Wat je ‘leert’, versterkt de keuze die jij hebt gemaakt voor het denksysteem van de afscheiding of voor de Verzoening. Je speciale relatie met mij bijvoorbeeld is – ongeacht de vorm ervan – een afspiegeling van dat jij gelooft dat de afscheiding werkelijk is en dat jouw behoeften ten koste van mij vervuld moeten worden. Als ik van datzelfde standpunt uitga, zal mijn interactie je zeggen dat je de juiste keuze hebt gemaakt. Aangezien ego’s aanval betekenen en ik me met mijn ego vereenzelvigd heb, zal ik jou aanvallen. En zo geef ik het ego-geschenk door zijn boodschap te versterken dat jij een onschuldig slachtoffer bent; en jij zult dit natuurlijk beantwoorden. En zo zetten we onze dodendans voort: mijn beslissing voor het ego versterkt die van jou en dat versterkt mijn beslissing die de jouwe op zijn beurt versterkt – en we zijn beide verliezers.

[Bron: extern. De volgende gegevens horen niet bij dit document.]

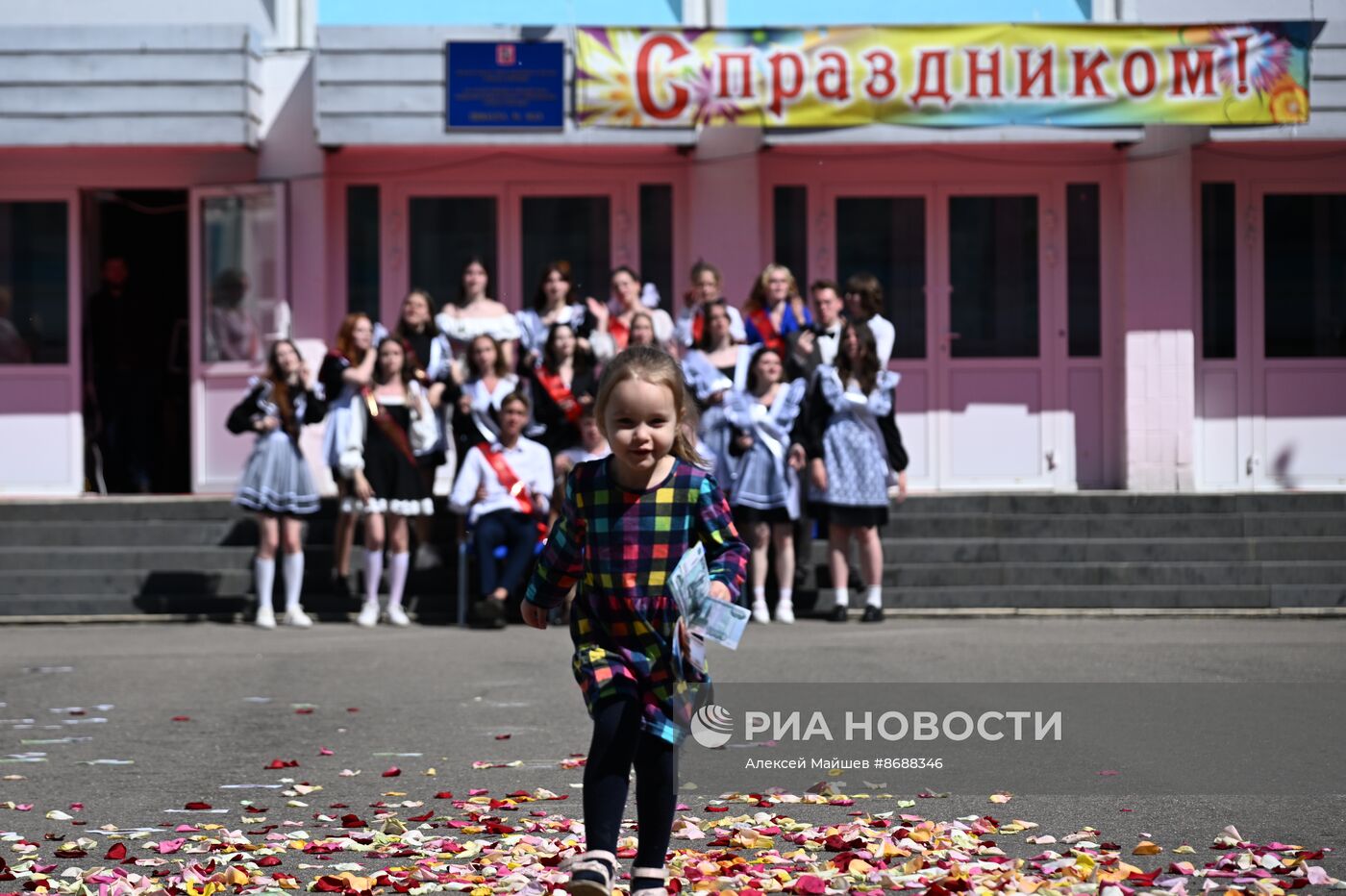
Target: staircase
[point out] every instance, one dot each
(181, 556)
(191, 556)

Wanneer ik echter vanuit mijn juiste denken handel en niet in de verdediging ga, en ik zie in dat we onze belangen delen, doet mijn juiste gerichtheid-van-denken een beroep op je om vrede te kiezen, zoals ik dat ook heb gedaan. De vrede die door mij heen stroomt en die jij ervaart, is nu van jou, als jij daarvoor kiest. Maar als jouw denken juist is en het mijne niet, en ik val je aan als het voorwerp van mijn speciaalheid, leer ik van jouw verdedigingsloze en niet-oordelende houding, ook al heb ik misschien de rol van leraar aangenomen. Doordat jij niet in onvrede bent geraakt, demonstreer je dat mijn aanval geen effect heeft gehad en zo herinner je mij eraan dat ik een andere keuze kan maken.